José Boavida, 51 anos, morreu. Caiu numa rua em Queluz, no dia 7 de janeiro, perto das onze e meia da noite, depois de ter parado no restaurante do costume para beber um café e antes de conseguir entrar no seu carro. Ficou em coma no seguimento de uma paragem cardiorrespiratória. Foi socorrido, e bem socorrido, segundo o seu irmão Gabriel, seis anos mais novo, e fisioterapeuta de profissão.
Os dezanove dias que o ator (encenador e escritor) esteve internado na Unidade de Cuidados Intensivos do Hospital Prof. Doutor Fernando Fonseca, perto de Queluz, foram mais do que suficientes para que a sua família se apercebesse de que a unidade de saúde não tinha uma viatura médica de emergência e reanimação (VMER) à sua porta, como a obrigava o despacho 13794/2012, publicado em Diário da República.
Inevitavelmente, pela cabeça dos mais próximos as interrogações sucederam-se: e se em vez de ter esperado quase vinte minutos pela VMER que veio do Hospital São Francisco Xavier, no Restelo, ela tivesse vindo dali ao lado, a 1800 metros?
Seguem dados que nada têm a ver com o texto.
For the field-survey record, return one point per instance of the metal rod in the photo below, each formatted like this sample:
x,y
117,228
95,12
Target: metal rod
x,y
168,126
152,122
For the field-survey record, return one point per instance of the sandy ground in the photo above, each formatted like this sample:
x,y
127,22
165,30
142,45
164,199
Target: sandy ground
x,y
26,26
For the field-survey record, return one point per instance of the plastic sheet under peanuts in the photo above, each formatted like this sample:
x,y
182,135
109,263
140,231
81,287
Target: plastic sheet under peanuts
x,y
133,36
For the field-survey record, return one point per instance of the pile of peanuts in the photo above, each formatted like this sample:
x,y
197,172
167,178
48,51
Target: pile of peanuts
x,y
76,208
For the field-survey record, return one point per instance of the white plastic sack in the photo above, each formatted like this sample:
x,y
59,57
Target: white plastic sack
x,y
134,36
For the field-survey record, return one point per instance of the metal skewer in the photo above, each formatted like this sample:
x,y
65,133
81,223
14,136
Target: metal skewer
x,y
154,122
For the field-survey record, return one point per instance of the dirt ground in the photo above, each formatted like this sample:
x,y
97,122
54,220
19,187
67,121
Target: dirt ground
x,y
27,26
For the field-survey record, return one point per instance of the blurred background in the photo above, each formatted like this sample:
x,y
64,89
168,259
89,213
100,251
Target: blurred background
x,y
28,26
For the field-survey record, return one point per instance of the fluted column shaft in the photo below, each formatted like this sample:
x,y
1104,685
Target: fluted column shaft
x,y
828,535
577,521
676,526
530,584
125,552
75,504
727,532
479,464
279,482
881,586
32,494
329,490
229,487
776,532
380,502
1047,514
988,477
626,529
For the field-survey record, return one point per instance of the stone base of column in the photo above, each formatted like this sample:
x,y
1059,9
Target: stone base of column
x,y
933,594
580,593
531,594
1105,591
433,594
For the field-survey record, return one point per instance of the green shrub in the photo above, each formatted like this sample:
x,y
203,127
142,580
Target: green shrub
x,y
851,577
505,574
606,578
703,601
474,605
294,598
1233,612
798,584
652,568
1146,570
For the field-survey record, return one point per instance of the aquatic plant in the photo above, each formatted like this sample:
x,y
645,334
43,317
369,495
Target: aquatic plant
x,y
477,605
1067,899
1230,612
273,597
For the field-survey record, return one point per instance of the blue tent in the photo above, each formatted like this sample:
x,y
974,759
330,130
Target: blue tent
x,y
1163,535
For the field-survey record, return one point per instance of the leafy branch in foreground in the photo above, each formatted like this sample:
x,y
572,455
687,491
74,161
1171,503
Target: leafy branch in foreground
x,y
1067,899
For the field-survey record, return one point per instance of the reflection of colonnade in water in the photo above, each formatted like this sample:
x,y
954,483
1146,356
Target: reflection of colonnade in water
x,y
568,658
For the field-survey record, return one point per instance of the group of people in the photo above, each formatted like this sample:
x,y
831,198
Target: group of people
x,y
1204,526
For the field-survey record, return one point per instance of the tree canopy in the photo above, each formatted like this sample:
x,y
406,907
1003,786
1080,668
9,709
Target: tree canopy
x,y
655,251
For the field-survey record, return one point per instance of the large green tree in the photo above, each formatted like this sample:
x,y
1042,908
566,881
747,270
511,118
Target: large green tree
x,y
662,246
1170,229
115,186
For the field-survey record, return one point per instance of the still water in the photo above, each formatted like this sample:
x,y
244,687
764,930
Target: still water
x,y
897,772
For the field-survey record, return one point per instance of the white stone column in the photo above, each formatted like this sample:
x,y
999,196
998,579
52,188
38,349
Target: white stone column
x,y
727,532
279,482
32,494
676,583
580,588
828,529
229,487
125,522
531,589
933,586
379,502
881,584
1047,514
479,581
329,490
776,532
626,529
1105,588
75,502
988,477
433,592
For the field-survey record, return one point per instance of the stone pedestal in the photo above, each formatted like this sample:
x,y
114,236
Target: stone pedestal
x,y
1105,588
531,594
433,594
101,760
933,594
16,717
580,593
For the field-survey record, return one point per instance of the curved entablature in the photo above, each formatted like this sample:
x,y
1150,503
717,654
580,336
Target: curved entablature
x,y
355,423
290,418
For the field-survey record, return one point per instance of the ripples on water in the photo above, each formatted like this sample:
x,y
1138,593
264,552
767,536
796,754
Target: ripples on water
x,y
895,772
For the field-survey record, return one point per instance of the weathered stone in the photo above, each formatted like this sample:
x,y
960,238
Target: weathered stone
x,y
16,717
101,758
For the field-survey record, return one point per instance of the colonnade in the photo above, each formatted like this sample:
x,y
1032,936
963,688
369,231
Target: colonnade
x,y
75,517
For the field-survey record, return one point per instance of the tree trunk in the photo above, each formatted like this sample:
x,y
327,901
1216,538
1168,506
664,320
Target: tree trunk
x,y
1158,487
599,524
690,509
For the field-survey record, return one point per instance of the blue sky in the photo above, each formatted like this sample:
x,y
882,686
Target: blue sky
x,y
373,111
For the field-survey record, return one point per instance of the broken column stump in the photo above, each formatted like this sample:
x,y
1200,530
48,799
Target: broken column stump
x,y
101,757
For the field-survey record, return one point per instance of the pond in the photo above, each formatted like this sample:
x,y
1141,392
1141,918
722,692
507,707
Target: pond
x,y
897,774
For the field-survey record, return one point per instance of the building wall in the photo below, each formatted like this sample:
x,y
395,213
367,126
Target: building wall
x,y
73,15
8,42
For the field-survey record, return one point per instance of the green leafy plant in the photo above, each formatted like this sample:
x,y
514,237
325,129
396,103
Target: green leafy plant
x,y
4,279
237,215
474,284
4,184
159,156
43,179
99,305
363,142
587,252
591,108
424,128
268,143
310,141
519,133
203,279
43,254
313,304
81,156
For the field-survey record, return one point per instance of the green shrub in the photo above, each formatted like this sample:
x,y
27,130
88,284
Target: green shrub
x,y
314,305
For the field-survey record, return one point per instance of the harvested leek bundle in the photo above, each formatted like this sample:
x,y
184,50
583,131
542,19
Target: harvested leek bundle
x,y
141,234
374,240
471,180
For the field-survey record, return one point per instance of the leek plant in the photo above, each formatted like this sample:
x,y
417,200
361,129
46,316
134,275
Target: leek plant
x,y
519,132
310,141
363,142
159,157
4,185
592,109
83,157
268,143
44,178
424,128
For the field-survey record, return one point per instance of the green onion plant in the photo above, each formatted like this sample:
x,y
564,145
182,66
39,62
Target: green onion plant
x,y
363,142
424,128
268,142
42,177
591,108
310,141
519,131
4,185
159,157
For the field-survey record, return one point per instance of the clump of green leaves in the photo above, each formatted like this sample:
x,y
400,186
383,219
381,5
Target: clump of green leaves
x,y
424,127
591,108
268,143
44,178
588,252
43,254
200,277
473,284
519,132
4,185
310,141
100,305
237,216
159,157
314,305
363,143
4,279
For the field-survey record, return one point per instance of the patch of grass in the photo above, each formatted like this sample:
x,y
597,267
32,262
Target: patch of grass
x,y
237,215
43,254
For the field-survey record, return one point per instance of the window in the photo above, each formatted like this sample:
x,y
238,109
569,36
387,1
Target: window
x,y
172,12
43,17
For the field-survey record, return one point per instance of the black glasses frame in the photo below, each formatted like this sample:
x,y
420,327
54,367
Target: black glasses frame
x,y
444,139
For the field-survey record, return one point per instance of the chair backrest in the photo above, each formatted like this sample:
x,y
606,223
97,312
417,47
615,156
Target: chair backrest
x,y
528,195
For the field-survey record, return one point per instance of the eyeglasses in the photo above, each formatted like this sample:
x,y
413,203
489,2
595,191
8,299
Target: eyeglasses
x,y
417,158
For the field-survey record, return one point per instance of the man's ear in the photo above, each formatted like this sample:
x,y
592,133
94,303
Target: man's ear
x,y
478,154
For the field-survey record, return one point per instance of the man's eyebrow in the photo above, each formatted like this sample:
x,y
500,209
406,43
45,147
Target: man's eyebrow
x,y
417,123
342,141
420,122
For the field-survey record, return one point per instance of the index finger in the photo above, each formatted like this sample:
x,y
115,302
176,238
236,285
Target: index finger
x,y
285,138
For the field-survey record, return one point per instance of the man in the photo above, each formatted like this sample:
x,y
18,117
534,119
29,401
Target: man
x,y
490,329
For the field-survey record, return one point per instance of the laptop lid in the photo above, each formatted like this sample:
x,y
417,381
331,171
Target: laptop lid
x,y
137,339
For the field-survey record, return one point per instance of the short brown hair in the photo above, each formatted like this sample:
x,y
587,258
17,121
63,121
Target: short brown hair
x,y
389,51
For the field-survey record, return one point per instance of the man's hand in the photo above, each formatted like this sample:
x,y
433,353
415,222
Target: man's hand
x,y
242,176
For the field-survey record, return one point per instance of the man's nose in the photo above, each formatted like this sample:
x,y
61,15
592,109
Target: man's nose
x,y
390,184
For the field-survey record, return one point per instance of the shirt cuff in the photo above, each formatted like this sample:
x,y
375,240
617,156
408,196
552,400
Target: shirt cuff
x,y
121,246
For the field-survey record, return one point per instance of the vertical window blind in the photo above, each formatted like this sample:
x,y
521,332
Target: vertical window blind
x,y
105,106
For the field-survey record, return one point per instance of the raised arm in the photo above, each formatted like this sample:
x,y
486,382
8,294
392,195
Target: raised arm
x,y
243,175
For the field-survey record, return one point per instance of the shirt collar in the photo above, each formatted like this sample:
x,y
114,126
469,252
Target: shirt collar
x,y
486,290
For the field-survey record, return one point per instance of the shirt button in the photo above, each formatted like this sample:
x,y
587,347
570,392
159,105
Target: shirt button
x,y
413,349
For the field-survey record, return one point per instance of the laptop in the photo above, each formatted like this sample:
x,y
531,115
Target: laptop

E se a desfibrilhação, que só é possível com essas viaturas de socorro, tivesse obviado as lesões da paragem cardiorrespiratória? E se, em vez de ter dado entrada no Amadora-Sintra às 00h52, tivesse passado por aquelas portas uma hora antes? E se hoje, em vez de ter morrido, José Boavida tivesse saído do coma?
A verdade é que, em casos como este, todos os minutos são fundamentais.
Promessas, não as pode levar o vento
Além do Amadora-Sintra, também o Centro Hospitalar do Barreiro está em falta com esta viatura especializada, que deveria estar de serviço 24 horas por dia, com uma equipa permanente de médicos e enfermeiros treinados para a emergência.
A VISÃO tentou questionar, junto das administrações destes hospitais, qual a razão para tal lacuna, mas o contacto foi impossível. Ficou, no entanto, a saber, através do Ministério da Saúde, que o tal despacho de 2012 terá sido revogado por outro, em agosto de 2014, que terminou com o prazo de três anos para a obrigatoriedade de ter as VMER em 42 hospitais do país, todos os que têm urgência médico-cirúrgica.
E assim o Hospital Prof. Doutor Fernando Fonseca e o Centro Hospitalar do Barreiro livraram-se da multa por não cumprirem com a lei, por alegadas contenções financeiras (ter uma VMER custa cerca de meio milhão a cada unidade, já que devem custear o pessoal e os consumíveis, o resto fica a cargo do INEM).
Entretanto, o Ministério da Saúde, em despacho de 12 de janeiro deste ano, duplicou o apoio económico dado aos hospitais pelo INEM, passando de 3400 para 6800 euros. Este montante, garantem-nos, só pode ser utilizado para a instalação e manutenção de viaturas VMER. O Secretário de Estado Adjunto e da Saúde, Fernando Araújo, determinou que o processo de criação destes meios de emergência tem de estar concluído até 30 de abril, prazo mais do que suficiente para a formação de equipas.
Gabriel Boavida perdeu o irmão. Não querer protagonismo nem dinheiro, mas fez uma promessa ao irmão, durante os quase vinte dias em que foi visitá-lo diariamente ao hospital: “O Amadora-Sintra há de de ter uma VMER equipada e a funcionar para servir as pessoas do concelho onde vivemos.”
Por isso, já convocou os seus amigos do Facebook para uma homeagem ao irmão, no dia 30 de abril. “A palavra do senhor ministro não me chega. Vamos lá estar para ver se a viatura realmente existe. E um ano depois voltaremos para constatar se está realmente a funcionar.”